Lundi 2 février 2026, la Maison Blanche veut remettre la loi CLARITY sur ses rails en réunissant, autour d’une même table, des dirigeants crypto et des représentants du secteur bancaire. Le nœud du problème tient en une question très concrète. Les plateformes peuvent-elles offrir un rendement ou des récompenses aux détenteurs de stablecoins, sans être traitées comme des banques ? La discussion vise à débloquer un texte devenu politiquement sensible et économiquement explosif.
En bref :
- Lundi 2 février 2026, la Maison Blanche organise une réunion crypto-banques pour débloquer la loi CLARITY.
- Le point central concerne le rendement et les récompenses sur les stablecoins.
- Un compromis pourrait accélérer le texte, un blocage prolongerait l’incertitude.
Le vrai point de friction : l’intérêt sur les stablecoins
L’idée d’un stablecoin “qui rapporte” paraît banale à l’échelle crypto. C’est même un argument commercial. Déposer des dollars tokenisés et récupérer un petit retour, c’est la promesse d’une finance plus fluide, plus compétitive, et souvent plus simple à comprendre qu’un livret bancaire rempli de conditions.
Côté banques, le même mécanisme ressemble à une fuite d’air dans un système sous pression. Si une appli offre du rendement sur un équivalent-dollar, pourquoi garder son argent sur un compte classique ? C’est cette crainte d’une hémorragie de dépôts qui crispe les lobbys. Un scénario chiffré circule : Standard Chartered estime que les stablecoins pourraient aspirer jusqu’à 500 milliards de dollars de dépôts bancaires américains d’ici 2028.
C’est là que le vocabulaire devient une arme. “Intérêt”, “yield”, “reward”, “avantage”, “programme fidélité” : chaque mot peut ouvrir ou fermer une porte réglementaire. Le débat ne porte donc pas seulement sur l’économie. Il porte sur la manière d’écrire une règle qui évite les contournements, sans étouffer l’innovation.

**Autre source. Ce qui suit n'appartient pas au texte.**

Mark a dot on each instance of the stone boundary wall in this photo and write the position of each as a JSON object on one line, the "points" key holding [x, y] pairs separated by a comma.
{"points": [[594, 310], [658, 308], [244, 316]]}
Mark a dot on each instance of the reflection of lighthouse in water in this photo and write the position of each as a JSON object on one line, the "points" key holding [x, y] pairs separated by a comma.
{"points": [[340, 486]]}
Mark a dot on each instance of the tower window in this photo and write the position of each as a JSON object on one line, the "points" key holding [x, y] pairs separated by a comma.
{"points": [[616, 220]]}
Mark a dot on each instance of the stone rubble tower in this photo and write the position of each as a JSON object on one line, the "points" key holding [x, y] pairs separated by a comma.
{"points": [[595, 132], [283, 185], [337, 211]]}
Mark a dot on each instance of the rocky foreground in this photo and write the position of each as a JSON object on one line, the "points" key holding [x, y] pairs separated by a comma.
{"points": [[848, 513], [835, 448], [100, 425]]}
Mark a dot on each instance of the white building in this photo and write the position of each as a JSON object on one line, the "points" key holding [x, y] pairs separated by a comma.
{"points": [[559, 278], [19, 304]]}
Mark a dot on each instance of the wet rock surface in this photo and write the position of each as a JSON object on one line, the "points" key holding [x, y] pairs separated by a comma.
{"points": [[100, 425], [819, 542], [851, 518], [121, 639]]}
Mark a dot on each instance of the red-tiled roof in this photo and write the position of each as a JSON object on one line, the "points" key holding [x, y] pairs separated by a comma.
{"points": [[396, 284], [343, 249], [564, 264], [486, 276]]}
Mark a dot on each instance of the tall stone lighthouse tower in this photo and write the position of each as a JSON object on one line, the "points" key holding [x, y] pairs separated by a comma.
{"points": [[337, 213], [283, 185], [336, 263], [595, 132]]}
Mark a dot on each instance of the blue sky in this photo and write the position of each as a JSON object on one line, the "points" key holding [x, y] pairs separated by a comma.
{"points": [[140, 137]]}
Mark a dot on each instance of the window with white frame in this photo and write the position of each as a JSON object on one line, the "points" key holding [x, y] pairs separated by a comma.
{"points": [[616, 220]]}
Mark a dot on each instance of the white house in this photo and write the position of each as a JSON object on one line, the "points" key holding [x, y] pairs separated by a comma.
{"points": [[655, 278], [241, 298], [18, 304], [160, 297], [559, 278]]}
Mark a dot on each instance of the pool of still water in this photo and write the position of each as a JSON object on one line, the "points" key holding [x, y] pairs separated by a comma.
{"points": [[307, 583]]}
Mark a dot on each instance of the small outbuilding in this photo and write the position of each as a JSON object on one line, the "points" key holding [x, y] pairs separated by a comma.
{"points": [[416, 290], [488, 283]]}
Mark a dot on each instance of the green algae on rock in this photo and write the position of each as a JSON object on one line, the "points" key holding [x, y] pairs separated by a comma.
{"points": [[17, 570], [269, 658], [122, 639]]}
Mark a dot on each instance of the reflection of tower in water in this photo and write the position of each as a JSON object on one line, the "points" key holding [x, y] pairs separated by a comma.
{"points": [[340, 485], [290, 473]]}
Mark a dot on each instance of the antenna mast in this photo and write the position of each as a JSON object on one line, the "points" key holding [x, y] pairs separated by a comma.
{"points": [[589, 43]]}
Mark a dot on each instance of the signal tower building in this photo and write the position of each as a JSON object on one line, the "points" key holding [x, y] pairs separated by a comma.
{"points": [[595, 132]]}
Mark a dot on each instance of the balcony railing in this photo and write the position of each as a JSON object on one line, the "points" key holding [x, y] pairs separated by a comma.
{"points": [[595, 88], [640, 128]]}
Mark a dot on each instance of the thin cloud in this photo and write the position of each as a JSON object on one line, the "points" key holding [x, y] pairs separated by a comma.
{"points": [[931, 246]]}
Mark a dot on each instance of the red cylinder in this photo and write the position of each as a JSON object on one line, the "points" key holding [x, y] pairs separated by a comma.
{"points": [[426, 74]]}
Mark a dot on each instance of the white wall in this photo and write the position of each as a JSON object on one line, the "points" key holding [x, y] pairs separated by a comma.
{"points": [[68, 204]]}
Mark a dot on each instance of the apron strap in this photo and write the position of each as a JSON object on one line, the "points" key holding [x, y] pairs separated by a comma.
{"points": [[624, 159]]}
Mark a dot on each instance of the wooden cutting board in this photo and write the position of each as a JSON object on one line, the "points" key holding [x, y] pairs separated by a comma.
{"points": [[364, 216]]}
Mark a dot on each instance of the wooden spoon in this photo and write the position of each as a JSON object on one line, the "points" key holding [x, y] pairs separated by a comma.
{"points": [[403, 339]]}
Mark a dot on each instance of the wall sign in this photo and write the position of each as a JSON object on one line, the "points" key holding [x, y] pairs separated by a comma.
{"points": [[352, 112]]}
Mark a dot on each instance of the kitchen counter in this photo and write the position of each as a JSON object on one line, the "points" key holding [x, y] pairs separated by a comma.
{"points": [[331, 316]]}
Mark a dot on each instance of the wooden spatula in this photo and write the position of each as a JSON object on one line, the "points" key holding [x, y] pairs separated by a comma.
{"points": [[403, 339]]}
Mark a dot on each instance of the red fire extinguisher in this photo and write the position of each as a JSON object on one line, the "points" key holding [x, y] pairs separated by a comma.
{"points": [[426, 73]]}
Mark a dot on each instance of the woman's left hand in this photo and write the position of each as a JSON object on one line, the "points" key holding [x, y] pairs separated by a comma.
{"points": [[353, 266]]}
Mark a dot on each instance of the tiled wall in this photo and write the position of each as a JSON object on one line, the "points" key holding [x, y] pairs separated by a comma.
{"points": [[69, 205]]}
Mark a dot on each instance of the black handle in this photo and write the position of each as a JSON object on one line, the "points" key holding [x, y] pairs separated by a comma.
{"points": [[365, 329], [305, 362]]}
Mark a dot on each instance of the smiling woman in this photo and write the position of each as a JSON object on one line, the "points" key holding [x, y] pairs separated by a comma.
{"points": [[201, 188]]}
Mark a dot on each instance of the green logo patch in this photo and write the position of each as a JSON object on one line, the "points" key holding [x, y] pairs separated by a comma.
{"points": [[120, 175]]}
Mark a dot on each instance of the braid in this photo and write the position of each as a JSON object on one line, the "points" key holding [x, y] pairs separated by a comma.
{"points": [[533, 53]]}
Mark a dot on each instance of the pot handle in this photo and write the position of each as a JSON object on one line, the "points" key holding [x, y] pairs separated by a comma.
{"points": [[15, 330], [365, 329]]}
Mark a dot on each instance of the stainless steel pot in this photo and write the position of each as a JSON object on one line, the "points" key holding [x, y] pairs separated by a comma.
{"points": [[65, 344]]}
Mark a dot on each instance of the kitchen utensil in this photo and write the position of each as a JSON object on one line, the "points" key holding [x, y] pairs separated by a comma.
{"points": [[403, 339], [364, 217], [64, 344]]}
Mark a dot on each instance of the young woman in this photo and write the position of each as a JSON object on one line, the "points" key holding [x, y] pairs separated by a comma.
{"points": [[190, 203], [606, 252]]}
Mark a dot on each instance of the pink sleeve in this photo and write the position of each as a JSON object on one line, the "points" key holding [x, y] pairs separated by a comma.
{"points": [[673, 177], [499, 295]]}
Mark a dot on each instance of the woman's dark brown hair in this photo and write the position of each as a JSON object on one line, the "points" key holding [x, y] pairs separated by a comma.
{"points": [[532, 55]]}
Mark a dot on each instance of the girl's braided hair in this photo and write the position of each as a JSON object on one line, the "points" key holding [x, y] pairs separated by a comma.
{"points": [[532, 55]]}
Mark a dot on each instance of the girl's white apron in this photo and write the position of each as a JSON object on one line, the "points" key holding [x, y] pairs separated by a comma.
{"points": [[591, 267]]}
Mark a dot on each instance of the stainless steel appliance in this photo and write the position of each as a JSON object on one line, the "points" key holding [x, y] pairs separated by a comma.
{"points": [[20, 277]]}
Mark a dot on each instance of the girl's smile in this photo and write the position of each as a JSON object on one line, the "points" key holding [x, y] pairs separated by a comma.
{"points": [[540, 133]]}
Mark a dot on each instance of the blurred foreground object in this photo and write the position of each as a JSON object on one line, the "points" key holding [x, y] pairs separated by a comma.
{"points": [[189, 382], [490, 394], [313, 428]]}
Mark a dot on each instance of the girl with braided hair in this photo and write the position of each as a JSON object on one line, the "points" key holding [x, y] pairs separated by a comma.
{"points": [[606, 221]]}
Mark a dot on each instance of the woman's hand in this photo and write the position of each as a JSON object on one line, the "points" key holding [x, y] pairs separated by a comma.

Un sommet à la Maison Blanche pour recoller les morceaux
La réunion de lundi doit rassembler des acteurs crypto majeurs, dont Coinbase, ainsi que Ripple et Kraken. En face, des représentants du secteur bancaire sont attendus, notamment via l’American Bankers Association. Objectif assumé : produire un compromis sur la question des intérêts et des “avantages” liés aux stablecoins.
Si la Maison Blanche s’en mêle, ce n’est pas pour faire joli. Le texte est bloqué par des frictions entre deux industries qui pèsent lourd à Washington, et le dossier a déjà montré qu’il pouvait dérailler pour une seule clause. La séquence de janvier l’a illustré : l’opposition de Brian Armstrong à la version actuelle a contribué à geler le calendrier au Sénat.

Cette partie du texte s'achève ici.